Judges have sentencing guidelines to follow when they convict someone of a violent crime. They also have the discretion to add extra consequences that will come into play after the person has completed the prison sentence and paid all fines. Especially before accepting a plea deal, a person facing criminal charges should learn about the potential collateral consequences attached to the conviction.
According to the American Bar Association, these collateral consequences often disqualify the person for a wide range of opportunities, and may even keep him or her from successfully reintegrating into society.
Almost a third of people who are leaving prison expect to go to a homeless shelter right away. Those with certain types of convictions who plan to move in with family members or friends could put these people in jeopardy of losing their homes, as some public housing requirements include mandates that previously incarcerated people cannot move into or stay at the public housing unit.
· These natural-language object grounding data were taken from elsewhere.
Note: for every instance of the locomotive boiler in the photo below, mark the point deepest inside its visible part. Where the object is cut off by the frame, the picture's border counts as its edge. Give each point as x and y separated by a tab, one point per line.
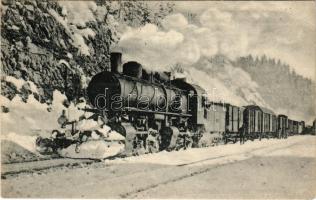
155	113
143	106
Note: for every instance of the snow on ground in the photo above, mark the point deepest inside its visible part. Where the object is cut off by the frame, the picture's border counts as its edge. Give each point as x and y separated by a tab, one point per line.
94	149
25	121
211	155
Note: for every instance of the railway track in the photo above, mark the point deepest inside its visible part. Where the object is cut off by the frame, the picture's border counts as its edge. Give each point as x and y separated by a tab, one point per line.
234	157
14	169
36	166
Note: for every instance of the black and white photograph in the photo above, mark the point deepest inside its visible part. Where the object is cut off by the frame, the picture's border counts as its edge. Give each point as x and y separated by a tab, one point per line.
158	99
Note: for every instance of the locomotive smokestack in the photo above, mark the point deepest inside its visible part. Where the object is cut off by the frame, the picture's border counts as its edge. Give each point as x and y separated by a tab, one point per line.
116	62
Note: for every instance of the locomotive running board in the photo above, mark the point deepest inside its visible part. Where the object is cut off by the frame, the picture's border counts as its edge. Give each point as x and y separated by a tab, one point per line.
130	109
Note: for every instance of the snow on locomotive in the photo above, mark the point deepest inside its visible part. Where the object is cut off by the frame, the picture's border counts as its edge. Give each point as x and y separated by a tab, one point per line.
156	113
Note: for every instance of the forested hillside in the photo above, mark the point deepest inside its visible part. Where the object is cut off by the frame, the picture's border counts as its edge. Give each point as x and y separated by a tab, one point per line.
280	86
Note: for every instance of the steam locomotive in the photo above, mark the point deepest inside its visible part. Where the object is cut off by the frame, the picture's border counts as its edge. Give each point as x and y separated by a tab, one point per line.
156	113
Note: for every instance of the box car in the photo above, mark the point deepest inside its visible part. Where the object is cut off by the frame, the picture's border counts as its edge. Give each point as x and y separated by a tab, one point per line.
234	121
282	125
301	127
259	122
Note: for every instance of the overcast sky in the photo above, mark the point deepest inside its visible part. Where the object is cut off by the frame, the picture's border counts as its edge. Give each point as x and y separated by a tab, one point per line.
285	30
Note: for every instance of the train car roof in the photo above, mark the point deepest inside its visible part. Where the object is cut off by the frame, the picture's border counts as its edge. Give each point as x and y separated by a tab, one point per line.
187	86
265	110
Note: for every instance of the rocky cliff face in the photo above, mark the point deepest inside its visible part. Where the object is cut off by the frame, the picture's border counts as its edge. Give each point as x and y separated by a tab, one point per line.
46	43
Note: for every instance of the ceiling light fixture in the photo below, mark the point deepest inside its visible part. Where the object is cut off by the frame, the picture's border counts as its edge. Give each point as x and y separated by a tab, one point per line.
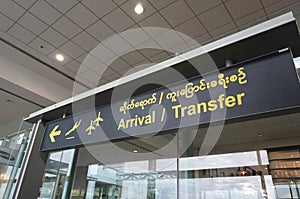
59	57
139	9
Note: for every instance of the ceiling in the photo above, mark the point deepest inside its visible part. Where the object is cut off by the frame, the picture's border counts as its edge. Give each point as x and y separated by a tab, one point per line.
33	31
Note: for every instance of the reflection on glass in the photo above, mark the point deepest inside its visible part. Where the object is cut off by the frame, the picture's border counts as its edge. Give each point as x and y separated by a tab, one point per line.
249	187
137	180
57	173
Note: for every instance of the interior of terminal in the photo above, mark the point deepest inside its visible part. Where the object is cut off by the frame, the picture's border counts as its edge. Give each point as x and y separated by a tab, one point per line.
170	99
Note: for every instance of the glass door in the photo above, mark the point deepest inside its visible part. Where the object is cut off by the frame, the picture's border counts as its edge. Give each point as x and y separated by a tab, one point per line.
58	175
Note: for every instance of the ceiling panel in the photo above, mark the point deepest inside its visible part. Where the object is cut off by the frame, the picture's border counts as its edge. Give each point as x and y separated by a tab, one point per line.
71	49
257	15
62	6
134	57
66	27
32	23
53	37
118	20
41	46
191	28
85	41
66	57
100	30
242	8
100	8
211	22
128	7
11	9
5	22
172	16
200	6
25	3
81	16
45	12
155	20
21	33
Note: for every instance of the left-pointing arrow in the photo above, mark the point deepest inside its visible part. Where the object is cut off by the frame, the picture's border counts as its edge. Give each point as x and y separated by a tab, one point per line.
54	133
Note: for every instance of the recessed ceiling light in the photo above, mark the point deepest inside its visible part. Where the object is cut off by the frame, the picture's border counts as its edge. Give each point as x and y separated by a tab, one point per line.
139	9
9	101
59	57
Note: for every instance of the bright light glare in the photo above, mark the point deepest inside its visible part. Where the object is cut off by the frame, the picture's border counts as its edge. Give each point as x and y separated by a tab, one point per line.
139	9
59	57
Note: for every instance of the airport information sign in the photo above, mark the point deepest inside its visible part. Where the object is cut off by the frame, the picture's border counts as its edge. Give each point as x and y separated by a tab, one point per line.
262	85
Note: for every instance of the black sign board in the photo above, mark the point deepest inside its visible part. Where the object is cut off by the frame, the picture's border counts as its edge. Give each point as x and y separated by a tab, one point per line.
261	85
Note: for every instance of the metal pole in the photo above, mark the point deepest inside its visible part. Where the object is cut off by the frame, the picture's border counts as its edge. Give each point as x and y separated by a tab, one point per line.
16	166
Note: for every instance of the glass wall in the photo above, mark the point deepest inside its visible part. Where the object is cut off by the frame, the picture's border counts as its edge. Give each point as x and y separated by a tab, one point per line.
13	144
238	160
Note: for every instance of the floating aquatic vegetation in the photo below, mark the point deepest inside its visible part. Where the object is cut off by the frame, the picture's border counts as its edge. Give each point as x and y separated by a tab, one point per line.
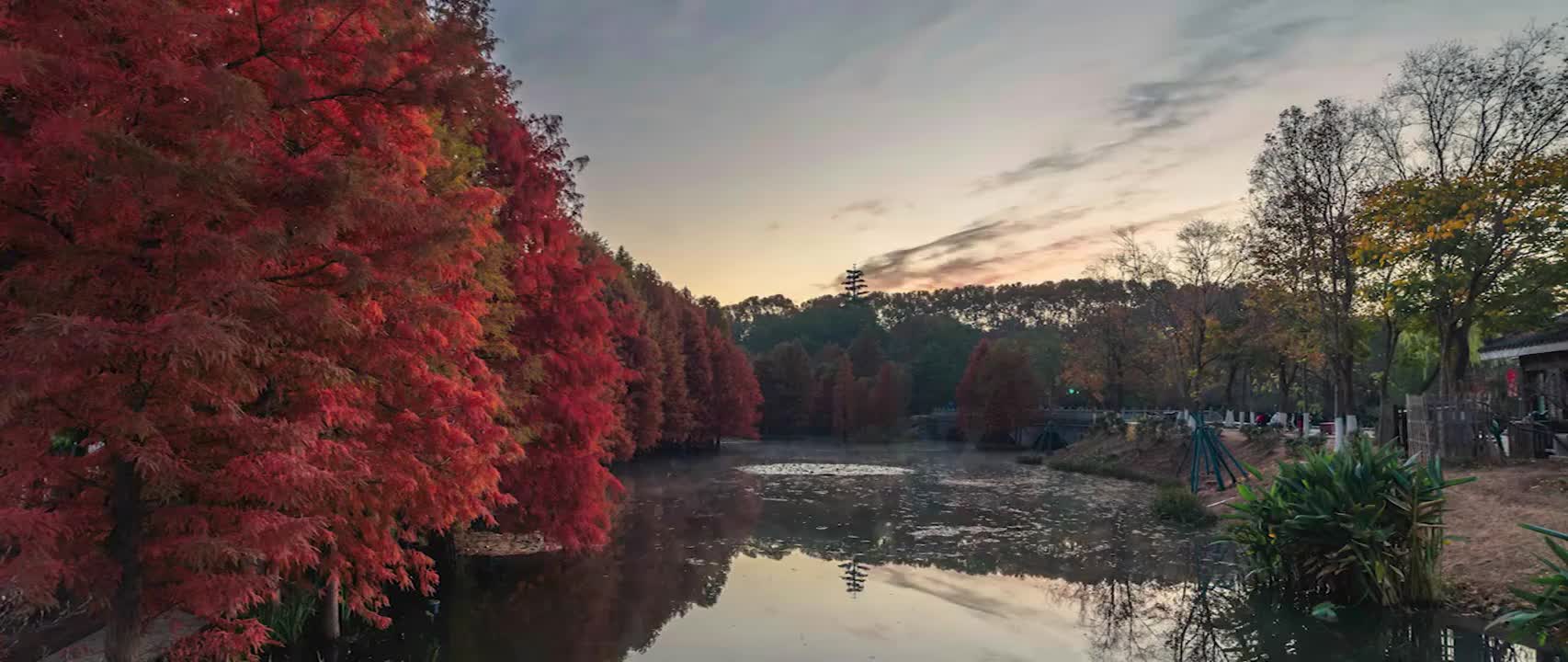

Even those with the resources to find their own housing may discover that when a landlord runs a background check, the information may result in an application denial.
Sometimes, the nature of the conviction affects whether a person may qualify for a particular career, but this is not always the case. The U.S. Commission on Civil Rights reports that employers are 50% less likely to call back or offer a job to an applicant with a criminal record. State licensing boards for careers ranging from beauticians to physicians may have the discretion to deny an applicant based on a criminal record, as well.
Many people who leave prison do not have qualifications or “job readiness” to step into a career, but collateral consequences may affect educational opportunities. Federal grants and other financial assistance may not be available to someone with a conviction, and learning institutions may also deny applications from students with criminal records.